Wien (dpa/taz) - Die SED-Nachfolgerin PDS hat nach Angaben von Parteichef Gregor Gysi knapp eine Milliarde DDR-Mark auf ihren Konten. Zu diesem Betrag kämen noch etwa 20 bis 30 Millionen Valuta-Mark hinzu, sagte Gysi, der sich zu einem zweitägigen Besuch in Wien aufhält, am Donnerstag vor Journalisten. Über weitere Auslandsvermögen machte er keine Angaben. Der PDS-Chef versicherte, daß es inzwischen keine Valutaeinnahmen mehr gebe. „Diese Kabel sind alle abgeschnitten.“

Nach Angaben von Gysi weiß die PDS nicht, wo sich die vermuteten hohen Vermögenswerte befinden, die von der einstigen SED im Ausland angelegt wurden.

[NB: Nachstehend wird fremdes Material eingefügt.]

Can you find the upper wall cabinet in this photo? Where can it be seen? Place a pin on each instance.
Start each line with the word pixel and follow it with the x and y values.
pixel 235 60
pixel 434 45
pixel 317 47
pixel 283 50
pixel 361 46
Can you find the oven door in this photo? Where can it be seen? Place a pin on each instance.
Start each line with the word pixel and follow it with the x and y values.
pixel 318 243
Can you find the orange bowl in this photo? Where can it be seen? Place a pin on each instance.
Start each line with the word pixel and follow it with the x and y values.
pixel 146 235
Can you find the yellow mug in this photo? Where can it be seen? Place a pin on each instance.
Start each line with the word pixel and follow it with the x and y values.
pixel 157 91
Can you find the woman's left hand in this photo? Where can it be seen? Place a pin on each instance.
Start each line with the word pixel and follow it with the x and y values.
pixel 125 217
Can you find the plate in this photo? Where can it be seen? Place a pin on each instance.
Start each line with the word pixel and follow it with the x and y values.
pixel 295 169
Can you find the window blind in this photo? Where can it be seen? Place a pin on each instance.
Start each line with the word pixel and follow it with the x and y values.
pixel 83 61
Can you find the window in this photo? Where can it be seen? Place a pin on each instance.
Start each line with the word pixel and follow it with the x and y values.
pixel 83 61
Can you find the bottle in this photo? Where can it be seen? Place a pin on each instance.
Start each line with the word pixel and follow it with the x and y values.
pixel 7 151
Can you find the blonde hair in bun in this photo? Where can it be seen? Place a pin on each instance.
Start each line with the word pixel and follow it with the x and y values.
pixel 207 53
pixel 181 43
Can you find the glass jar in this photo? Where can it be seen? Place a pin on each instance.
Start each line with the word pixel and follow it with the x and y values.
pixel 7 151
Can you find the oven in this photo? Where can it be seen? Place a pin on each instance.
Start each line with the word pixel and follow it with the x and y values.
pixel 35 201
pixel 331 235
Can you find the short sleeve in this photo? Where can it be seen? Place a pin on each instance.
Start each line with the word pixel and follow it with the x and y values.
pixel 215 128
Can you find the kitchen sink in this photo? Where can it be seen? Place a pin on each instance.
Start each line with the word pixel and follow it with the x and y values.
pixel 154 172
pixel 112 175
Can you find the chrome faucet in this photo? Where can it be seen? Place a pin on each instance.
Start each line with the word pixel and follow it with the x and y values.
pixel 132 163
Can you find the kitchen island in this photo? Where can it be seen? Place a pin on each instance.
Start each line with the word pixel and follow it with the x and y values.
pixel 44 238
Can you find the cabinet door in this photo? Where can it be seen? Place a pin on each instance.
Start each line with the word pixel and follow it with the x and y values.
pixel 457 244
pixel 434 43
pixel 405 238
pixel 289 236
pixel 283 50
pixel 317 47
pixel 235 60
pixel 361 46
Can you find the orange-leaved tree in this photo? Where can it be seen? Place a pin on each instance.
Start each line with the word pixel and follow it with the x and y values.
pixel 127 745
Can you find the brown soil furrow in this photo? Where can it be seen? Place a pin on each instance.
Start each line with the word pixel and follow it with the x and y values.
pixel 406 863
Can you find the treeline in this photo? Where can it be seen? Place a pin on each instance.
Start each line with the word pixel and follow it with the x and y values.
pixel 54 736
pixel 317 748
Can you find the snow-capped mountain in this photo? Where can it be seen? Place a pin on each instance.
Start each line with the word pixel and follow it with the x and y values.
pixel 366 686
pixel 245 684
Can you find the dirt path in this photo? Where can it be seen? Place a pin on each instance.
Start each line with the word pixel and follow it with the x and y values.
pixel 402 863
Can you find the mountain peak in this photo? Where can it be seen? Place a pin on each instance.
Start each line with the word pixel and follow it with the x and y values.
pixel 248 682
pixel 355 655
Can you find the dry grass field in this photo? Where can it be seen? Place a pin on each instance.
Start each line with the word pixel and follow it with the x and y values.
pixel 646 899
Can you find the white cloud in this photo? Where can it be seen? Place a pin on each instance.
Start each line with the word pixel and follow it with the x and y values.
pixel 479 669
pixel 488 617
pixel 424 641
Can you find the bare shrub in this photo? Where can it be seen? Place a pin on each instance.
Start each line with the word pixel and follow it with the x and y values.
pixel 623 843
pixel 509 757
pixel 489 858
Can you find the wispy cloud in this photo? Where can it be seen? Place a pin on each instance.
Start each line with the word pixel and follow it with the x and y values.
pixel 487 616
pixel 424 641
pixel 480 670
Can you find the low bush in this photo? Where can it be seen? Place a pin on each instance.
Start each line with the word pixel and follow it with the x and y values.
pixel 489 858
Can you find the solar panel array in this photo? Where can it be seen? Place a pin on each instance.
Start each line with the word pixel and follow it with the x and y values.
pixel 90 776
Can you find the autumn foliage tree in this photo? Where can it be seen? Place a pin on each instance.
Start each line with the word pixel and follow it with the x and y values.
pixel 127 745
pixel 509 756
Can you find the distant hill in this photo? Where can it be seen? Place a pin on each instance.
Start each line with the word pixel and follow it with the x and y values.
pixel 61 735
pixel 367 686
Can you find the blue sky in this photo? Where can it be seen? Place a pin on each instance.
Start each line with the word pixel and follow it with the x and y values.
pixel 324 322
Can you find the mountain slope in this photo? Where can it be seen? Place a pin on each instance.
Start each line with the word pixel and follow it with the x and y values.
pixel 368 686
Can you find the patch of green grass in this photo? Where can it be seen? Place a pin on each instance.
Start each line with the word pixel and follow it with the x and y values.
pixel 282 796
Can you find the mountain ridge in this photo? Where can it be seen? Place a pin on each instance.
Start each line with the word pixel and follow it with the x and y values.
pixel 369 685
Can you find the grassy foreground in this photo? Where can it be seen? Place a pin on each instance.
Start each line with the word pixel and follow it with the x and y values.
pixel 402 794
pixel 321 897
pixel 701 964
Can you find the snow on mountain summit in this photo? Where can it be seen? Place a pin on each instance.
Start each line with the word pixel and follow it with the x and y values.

Man habe hier bislang ohne Ergebnis ermittelt. Laut Gysi sind im September 1989 auf Anweisung des ehemaligen Staats- und Parteichefs Erich Honecker Aktien einer Luxemburger Holdinggesellschaft im Nennwert von 800.000 bis 900.000 D-Mark verkauft worden. Wo sich der Erlös befinde, sei nicht bekannt. Nach unbestätigten Berichten soll die SED im westlichen Ausland mindestens eine Milliarde D-Mark angesammelt haben. Diese Information wurde von bundesdeutschen Medien unter Berufung auf Informationen des ehemaligen Devisenbeschaffers der SED, Alexander Schalck-Golodkowski verbreitet. Der wiederum soll nach Gysis Angaben erklärt haben, nie mit SED-Vermögen zu tun gehabt zu haben. Gysi hatte in der Vergangenheit mehrfach erklärt, seine Partei sei bereit, ihre Vermögensverhältnisse offenzulegen. Zugleich hatte er sich aber scharf gegen den Beschluß der Volkskammer gewandt, der das Vermögen der ehemaligen Blockparteien, zu denen auch die Regierungspartei CDU zählt, zeitweise unter die Verfügungsgewalt eines Regierungsausschusses stellt. Nach Gysis Ansicht läuft dies auf eine Liquidierung der PDS hinaus. Seine Partei werde sich im Widerstand gegen die „Enteignung“ auch an die internationale Öffentlichkeit wenden und zu Spenden aufrufen. Das Karl-Liebknecht-Haus, das der KPD vor 1933 gehört habe und jetzt Sitz seiner Partei sei, werde man sich „nur durch Gewalt wegnehmen lassen“. In einem taz-Interview am letzten Samstag hatte er behauptet, das Parteivermögen von 3,041 Milliarden abgegeben zu haben. Gysi: „Das war die gesamte Parteireserve.“ Gegen den Beschluß der Volkskammer hatte am letzten Samstag 65.000 DDR-Bürger in Ostberliner Lustgarten demonstriert. Doch auch bei anderen Gruppierungen war die Entscheidung auf Kritik gestoßen. In der Abstimmung der Volkskammer hat sich die Fraktion Bündnis 90 enthalten. Die Begründung: Die Kontrolle über die Vermögen der Blockparteien müsse einem Ausschuß des Parlaments, nicht der Regierung übertragen werden.